In a paid speaking engagement before the Lane Country (Oregon) Republican Party, Fox News contributor Michelle Malkin attacked fellow Fox News employee Karl Rove for running an “incumbency protection racket” and decried the treatment of conservative candidates “thrown under the bus by feckless Republicans.”
In an excerpt of her speech on February 22 posted to YouTube, Malkin referred to Rove's “Conservative Victory Project,” which is reportedly an attempt to promote more electable Republican candidates while attacking primary candidates who are unlikely to win races, as “an incumbency protection racket.”

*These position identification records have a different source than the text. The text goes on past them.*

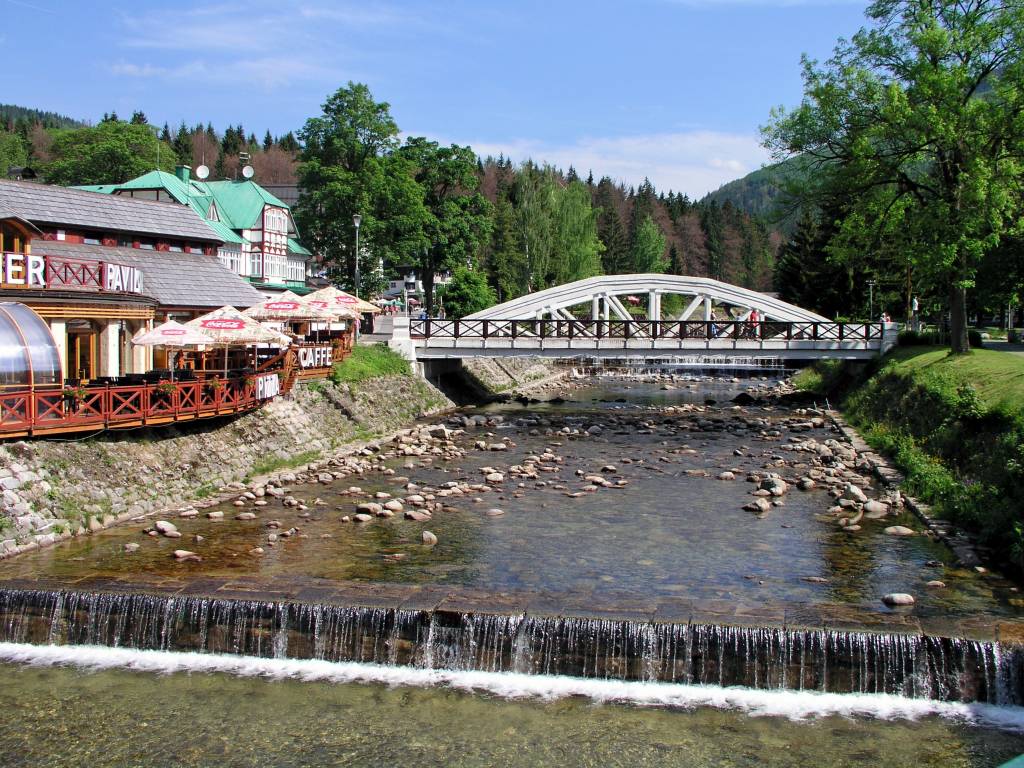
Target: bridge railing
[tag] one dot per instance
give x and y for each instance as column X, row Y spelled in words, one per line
column 865, row 333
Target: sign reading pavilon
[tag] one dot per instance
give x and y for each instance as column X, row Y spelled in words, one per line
column 33, row 270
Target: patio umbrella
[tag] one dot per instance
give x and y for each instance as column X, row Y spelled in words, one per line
column 172, row 334
column 331, row 298
column 290, row 307
column 228, row 327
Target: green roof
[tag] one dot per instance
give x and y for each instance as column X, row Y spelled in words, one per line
column 243, row 202
column 240, row 204
column 295, row 247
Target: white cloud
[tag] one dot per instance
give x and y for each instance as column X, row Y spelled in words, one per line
column 691, row 162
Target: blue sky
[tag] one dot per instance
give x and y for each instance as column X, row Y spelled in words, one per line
column 674, row 90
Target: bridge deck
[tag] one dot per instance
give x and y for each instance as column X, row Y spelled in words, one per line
column 496, row 338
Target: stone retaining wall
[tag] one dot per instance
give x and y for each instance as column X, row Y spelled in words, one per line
column 55, row 488
column 507, row 375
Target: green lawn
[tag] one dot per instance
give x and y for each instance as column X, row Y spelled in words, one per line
column 996, row 377
column 370, row 361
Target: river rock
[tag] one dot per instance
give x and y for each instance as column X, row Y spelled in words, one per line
column 876, row 510
column 854, row 494
column 898, row 598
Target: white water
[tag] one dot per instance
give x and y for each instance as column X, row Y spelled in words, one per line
column 787, row 704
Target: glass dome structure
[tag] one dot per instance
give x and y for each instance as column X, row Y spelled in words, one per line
column 29, row 356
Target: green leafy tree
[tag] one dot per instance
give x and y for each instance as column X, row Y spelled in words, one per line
column 467, row 293
column 349, row 165
column 577, row 247
column 916, row 121
column 110, row 153
column 505, row 261
column 615, row 256
column 457, row 220
column 648, row 248
column 534, row 195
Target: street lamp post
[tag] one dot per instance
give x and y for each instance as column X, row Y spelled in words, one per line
column 356, row 219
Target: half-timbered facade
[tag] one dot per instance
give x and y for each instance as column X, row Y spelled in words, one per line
column 98, row 268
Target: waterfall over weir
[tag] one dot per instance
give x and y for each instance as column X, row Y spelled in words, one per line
column 766, row 657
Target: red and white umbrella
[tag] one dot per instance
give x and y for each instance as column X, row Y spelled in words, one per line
column 172, row 334
column 289, row 307
column 333, row 299
column 227, row 326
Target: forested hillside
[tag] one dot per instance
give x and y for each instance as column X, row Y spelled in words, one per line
column 523, row 226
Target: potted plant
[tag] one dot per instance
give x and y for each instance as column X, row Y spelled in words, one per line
column 74, row 396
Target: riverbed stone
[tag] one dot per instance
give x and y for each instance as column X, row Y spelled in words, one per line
column 898, row 598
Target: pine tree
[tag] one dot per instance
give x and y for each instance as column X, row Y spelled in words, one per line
column 614, row 259
column 182, row 144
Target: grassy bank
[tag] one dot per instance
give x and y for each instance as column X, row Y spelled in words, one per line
column 953, row 424
column 370, row 363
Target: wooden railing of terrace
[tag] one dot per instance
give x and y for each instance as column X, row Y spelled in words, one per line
column 95, row 408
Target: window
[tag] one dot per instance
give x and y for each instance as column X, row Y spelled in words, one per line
column 230, row 259
column 296, row 270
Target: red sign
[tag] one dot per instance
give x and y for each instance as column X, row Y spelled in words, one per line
column 223, row 324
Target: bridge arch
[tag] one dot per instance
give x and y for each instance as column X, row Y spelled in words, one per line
column 604, row 297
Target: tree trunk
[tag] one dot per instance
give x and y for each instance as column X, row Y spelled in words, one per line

She accused Rove of “badmouthing conservatives who've had a problem with big government Republican policies of which he is the primary architect” and “badmouthing good candidates who stepped up to the plate when no one else would, who were savaged by the media and then thrown under the bus by feckless Republicans.” She declared, “that's not the kind of Republican Party I want to belong to.”
Malkin blamed “big government Republicans” for helping to create the “seeds that were planted” that led to the Tea Party movement because “conservatives were sick of seeing their money squandered on people who did not believe in their principles.”
Other conservatives have recently panned Rove's new organization, describing them as “snakes in the GOP grass” and “the Bush insider team that helped lead to the rise of Barack Obama.” Fox hosts, contributors and frequent guests like Mark Levin, Erick Erickson, Liz Cheney and Mike Huckabee have also attacked Rove for this initiative.
Attendees at the dinner paid $95 per person to hear Malkin speak (lowered from the previous price of $125). According to a report in the Register-Guard, the Lane County Republican Party paid a deposit of $7,500 towards Malkin's speaking fee, and planned a “private reception” with Malkin for “45 to 50” people paying $500 each. On her personal website, Malkin notes that “my speaking fee is high.”
Media Matters previously documented that in 2012, over thirty Fox News hosts and contibutors - including Malkin and Rove -- campaigned for Republicans nationally and in more than forty states.